However, it also tells us the reason the energy variations caused by their interference are quantized and not continuous as wave theory predicts they should is because, as was shown in the article “Why is energy/mass quantized?” the resonant properties of four *spatial* dimensions means that their energy would be propagated in the discrete quantized values associated with the fundamental or harmonic of fundamental frequency of four *spatial* dimensions or spacetime environment they are occupying.
Yet this also defines the reason the wave properties of 8 reflected photons reinforce themselves to create the energy associated with16 photons is because Classical wave mechanics tells us that when two waves of the same frequency interact their frequency will or does not change.

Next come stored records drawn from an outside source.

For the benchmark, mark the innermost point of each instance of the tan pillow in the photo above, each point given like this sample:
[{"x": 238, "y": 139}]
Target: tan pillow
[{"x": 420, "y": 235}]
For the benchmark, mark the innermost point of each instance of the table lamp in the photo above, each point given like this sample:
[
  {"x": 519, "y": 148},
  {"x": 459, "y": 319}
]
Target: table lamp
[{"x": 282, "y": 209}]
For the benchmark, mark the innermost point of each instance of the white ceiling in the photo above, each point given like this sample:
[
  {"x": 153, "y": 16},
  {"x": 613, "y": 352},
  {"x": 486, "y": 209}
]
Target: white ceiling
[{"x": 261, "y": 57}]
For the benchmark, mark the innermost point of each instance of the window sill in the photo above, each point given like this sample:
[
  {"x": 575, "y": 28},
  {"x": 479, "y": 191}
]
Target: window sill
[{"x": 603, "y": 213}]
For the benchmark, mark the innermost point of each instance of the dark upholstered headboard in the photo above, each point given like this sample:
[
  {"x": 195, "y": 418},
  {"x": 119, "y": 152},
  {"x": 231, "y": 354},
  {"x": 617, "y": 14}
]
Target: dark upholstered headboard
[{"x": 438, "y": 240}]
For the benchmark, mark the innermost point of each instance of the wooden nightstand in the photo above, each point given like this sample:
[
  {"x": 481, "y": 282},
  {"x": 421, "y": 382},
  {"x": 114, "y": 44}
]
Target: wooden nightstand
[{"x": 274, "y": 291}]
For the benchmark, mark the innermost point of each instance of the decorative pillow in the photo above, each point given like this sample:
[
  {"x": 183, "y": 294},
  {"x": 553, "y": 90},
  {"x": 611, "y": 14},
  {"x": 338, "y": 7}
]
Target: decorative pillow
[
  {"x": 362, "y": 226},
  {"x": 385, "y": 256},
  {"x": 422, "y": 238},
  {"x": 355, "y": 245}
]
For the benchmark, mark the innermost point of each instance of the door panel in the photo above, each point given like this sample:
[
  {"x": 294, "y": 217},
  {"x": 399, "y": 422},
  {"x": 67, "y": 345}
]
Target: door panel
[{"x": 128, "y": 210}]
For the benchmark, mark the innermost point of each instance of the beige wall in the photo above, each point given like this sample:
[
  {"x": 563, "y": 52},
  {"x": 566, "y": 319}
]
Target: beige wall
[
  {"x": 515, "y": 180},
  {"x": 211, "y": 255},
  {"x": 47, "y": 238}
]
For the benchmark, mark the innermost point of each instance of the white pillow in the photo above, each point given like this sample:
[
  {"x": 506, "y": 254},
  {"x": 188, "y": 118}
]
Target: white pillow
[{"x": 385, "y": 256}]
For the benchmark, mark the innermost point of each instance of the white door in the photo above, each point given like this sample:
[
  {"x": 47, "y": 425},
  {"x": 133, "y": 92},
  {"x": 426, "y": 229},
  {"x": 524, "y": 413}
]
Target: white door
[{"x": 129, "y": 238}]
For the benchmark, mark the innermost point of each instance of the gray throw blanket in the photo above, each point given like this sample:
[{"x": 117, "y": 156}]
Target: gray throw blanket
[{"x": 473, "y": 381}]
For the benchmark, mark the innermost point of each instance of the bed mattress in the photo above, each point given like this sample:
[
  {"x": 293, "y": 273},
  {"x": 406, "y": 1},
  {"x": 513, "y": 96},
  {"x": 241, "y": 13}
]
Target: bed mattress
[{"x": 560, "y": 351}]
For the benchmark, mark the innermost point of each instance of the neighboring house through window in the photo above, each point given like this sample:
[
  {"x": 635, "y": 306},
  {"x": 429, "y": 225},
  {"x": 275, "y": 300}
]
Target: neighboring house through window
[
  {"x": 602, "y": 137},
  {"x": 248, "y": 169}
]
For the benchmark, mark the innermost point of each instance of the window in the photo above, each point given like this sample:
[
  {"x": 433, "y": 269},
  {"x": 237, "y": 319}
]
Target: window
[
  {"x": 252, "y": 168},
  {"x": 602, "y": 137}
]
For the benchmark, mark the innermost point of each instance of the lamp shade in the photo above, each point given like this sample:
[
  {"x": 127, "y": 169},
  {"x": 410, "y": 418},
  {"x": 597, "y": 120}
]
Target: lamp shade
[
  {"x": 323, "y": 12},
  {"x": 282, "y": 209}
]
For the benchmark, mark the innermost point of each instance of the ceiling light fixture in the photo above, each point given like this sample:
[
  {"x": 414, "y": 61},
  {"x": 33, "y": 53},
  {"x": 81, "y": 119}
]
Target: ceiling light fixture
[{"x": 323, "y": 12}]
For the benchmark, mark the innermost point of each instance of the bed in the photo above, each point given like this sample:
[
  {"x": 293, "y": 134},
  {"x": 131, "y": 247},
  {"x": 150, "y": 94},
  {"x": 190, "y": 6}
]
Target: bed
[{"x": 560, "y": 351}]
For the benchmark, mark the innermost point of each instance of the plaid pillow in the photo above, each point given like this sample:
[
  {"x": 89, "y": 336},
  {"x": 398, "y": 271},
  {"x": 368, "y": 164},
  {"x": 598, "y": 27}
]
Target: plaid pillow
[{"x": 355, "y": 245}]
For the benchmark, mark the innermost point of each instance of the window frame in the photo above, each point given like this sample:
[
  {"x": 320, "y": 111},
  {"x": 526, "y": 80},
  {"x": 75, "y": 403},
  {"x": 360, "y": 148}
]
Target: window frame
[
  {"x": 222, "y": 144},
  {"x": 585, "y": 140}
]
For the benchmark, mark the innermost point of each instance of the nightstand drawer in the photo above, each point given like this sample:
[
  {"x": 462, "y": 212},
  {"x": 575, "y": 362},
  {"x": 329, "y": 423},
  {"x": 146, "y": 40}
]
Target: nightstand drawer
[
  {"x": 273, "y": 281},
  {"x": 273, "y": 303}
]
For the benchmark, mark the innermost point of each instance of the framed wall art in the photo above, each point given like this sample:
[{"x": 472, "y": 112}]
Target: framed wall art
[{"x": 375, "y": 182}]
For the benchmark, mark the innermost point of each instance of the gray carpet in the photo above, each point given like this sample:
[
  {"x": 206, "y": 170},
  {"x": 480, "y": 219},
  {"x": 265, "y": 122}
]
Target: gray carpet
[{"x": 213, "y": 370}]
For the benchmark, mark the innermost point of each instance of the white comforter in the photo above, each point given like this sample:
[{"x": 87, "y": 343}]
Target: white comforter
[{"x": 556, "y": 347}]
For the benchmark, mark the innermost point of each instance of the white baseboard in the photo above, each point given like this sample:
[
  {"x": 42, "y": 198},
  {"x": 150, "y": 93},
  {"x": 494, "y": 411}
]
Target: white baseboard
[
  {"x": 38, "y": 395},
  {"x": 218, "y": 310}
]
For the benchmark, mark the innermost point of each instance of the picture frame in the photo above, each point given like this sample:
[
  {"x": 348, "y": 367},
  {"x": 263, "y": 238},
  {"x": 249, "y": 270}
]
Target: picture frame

Therefore if energy is propagated in discrete quantized values associated with the wavelength or frequency of a resonant system the reinforcement of the wave properties of 8 photons must be carried away in the integral or discreet energies associated with resonant systems of up to 16 photons of the same frequency as those original 8 photons.
This indicates that viewing the quantum mechanical world of wave–particle duality in terms of the geometric properties of a resonant “system” generated by a matter wave moving on a “surface” of a threedimensional space manifold with respect to a fourth *spatial* dimension allows one to derive its “reality” by extrapolating the laws of classical mechanics in threedimensional environment to a fourth *spatial* dimension.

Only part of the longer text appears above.